What gets indexed
When Waterline processes your code, it extracts symbols: individually meaningful units that represent a discrete behavior or concept.Functions and methods
Regular, async, static, and class methods — any callable unit of logic.
Classes
Class definitions, including their docstrings and associated metadata.
Constants and type aliases
Top-level constants and type aliases in supported languages.
| Field | What it is |
|---|---|
| Name | The identifier as it appears in your code |
| File path | The path within your repository |
| Line range | The start and end lines of the symbol |
| Semantic summary | A 2–4 sentence description of what the symbol does, generated by an LLM |
| Embedding | A vector representation used for semantic search |
Initial indexing
When you first connect a repository, Waterline crawls every source file and builds the index from scratch.Crawl all source files
Waterline walks the repository tree and identifies files in supported languages.
Extract symbols
Each source file is parsed to pull out functions, methods, and classes, along with their names and line ranges.
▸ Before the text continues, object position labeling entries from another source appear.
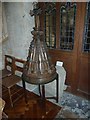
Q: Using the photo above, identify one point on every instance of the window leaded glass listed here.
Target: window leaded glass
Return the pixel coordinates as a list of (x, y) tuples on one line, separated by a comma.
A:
[(67, 26), (50, 26), (86, 42)]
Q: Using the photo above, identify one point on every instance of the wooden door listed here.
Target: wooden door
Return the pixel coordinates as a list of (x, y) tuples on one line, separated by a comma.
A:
[(76, 62), (83, 60)]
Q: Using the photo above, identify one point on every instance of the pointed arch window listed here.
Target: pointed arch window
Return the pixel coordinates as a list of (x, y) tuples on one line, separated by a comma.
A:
[(86, 41), (67, 26), (50, 25)]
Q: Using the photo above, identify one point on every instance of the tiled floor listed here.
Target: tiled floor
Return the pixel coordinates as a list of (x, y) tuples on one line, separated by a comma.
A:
[(73, 104), (77, 105)]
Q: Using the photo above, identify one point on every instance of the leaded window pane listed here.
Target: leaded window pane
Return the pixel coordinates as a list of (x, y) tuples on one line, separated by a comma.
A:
[(86, 41), (67, 26)]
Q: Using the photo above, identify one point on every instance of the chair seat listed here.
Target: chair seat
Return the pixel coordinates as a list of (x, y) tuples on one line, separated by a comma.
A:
[(10, 81), (5, 73)]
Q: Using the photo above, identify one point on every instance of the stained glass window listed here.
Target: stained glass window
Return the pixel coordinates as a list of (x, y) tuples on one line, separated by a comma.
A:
[(50, 26), (67, 26), (86, 42)]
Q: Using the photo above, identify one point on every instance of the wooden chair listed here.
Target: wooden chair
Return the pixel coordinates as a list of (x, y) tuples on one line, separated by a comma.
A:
[(9, 62), (9, 82)]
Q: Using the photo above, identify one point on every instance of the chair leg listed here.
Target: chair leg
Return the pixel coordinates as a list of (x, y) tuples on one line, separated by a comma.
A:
[(9, 91)]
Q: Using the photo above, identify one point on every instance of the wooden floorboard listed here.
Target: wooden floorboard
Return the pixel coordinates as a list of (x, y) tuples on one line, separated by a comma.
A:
[(36, 108)]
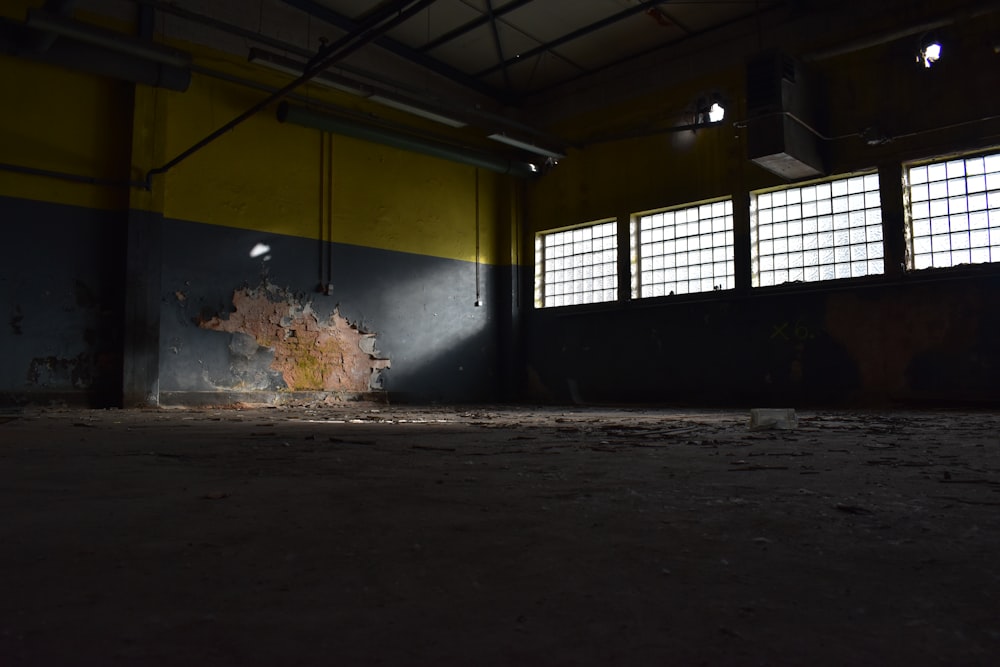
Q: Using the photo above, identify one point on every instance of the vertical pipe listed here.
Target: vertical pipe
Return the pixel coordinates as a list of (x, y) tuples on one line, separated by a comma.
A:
[(321, 215), (478, 293), (329, 213)]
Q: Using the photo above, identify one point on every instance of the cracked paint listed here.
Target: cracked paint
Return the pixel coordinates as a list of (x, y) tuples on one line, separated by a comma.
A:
[(310, 355)]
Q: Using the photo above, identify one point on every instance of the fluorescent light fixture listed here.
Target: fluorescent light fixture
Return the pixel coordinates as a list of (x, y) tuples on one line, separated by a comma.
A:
[(525, 145), (109, 39), (930, 53), (417, 111), (260, 249), (296, 68)]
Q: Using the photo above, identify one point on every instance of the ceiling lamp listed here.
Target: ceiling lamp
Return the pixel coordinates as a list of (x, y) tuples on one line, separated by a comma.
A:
[(716, 113), (929, 53), (417, 111)]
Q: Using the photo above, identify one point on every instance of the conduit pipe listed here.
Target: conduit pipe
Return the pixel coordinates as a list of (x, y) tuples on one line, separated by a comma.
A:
[(379, 22), (349, 128)]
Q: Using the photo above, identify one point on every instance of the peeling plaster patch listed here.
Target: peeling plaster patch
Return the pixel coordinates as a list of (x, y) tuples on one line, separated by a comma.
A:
[(61, 372), (309, 354)]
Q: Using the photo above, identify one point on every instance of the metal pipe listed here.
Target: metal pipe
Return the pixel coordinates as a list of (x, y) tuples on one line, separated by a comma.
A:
[(343, 47), (66, 176), (308, 118)]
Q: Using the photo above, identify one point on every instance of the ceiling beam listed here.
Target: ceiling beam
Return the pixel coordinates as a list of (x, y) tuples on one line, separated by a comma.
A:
[(349, 25), (455, 33), (576, 34)]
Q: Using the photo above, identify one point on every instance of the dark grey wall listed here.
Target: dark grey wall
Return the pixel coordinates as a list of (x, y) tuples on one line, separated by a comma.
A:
[(62, 294), (915, 341), (422, 310)]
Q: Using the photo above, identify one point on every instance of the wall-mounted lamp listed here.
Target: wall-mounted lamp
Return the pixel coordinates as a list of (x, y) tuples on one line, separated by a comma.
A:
[(527, 146), (929, 52), (711, 110)]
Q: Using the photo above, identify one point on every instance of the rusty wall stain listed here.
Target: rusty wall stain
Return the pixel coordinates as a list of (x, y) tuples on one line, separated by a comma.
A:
[(884, 336), (310, 355)]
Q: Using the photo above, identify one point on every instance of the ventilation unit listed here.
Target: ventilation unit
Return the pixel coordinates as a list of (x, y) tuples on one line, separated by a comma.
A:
[(780, 137)]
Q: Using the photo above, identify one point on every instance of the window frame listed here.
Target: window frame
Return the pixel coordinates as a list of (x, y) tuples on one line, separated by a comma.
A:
[(728, 249), (992, 222), (541, 269), (842, 253)]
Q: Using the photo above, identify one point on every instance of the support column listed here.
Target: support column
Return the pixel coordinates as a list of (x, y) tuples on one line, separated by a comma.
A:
[(141, 354)]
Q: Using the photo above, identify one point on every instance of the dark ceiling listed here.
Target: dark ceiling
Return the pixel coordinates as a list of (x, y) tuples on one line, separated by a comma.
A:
[(511, 49)]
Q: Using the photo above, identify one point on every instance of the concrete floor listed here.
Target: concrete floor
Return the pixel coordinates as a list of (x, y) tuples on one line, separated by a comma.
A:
[(375, 535)]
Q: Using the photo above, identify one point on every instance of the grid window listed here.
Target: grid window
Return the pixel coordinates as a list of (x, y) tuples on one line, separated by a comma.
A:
[(683, 251), (577, 266), (954, 209), (817, 232)]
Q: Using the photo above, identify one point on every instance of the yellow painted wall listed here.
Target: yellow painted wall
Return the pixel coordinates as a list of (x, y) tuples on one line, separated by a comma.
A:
[(269, 176), (58, 120), (264, 175)]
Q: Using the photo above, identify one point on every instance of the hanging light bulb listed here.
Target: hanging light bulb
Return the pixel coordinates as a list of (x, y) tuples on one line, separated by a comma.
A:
[(929, 53), (716, 113)]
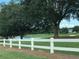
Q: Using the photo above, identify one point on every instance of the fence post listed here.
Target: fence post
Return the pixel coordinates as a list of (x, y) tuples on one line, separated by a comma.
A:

Generate semantic summaries
An LLM writes a short description of what each symbol does. This is the text Waterline uses to match code to ticket language later.
Generate embeddings
Each summary is converted into an embedding vector for fast semantic similarity search.
Size limits
Waterline stops indexing once either of the following limits is reached. These defaults are set to prevent unexpectedly large processing costs on very large monorepos.| Limit | Default | Environment variable |
|---|---|---|
| Maximum files | 2,000 | REPO_MAX_FILES |
| Maximum symbols | 15,000 | REPO_MAX_SYMBOLS |
Symbol filtering
Not every symbol is worth indexing. Waterline applies line-count filters before processing a symbol:| Filter | Default | Environment variable |
|---|---|---|
| Minimum symbol lines | 3 | SYMBOL_EXTRACTOR_MIN_LINES |
| Maximum symbol lines | 500 | SYMBOL_EXTRACTOR_MAX_LINES |
Incremental sync
After the initial index, Waterline keeps itself up to date automatically. Every push to any branch triggers an incremental re-index.Identify changed files
Commits between the cursor and the latest SHA are compared to find which files changed.
Re-index changed files
Symbols in those files are re-extracted, re-summarized, and their embeddings are updated.
Re-index 1-hop dependents
Files that import symbols from any changed file are also re-indexed. This catches code whose effective behavior changed because a dependency was updated — even if the file itself wasn’t edited directly.
The 1-hop dependency traversal means your index reflects the actual current behavior of your code after a push, not just the files that were touched in the diff.
Storage
Waterline keeps your index in two stores that work together:| Store | What is stored | Used for |
|---|---|---|
| Postgres | Name, file path, line range, summary text, and metadata for each symbol | Structured lookups and result assembly |
| ChromaDB | Embedding vectors with matching IDs | Fast semantic similarity search |
Feature flags
You can control indexing behavior with these environment variables:ENABLE_SYMBOL_INDEXING=false tells Waterline to use file-level semantic diffs instead of symbol-level indexing. This is less precise but reduces indexing cost, and can be useful while evaluating the product on a large codebase.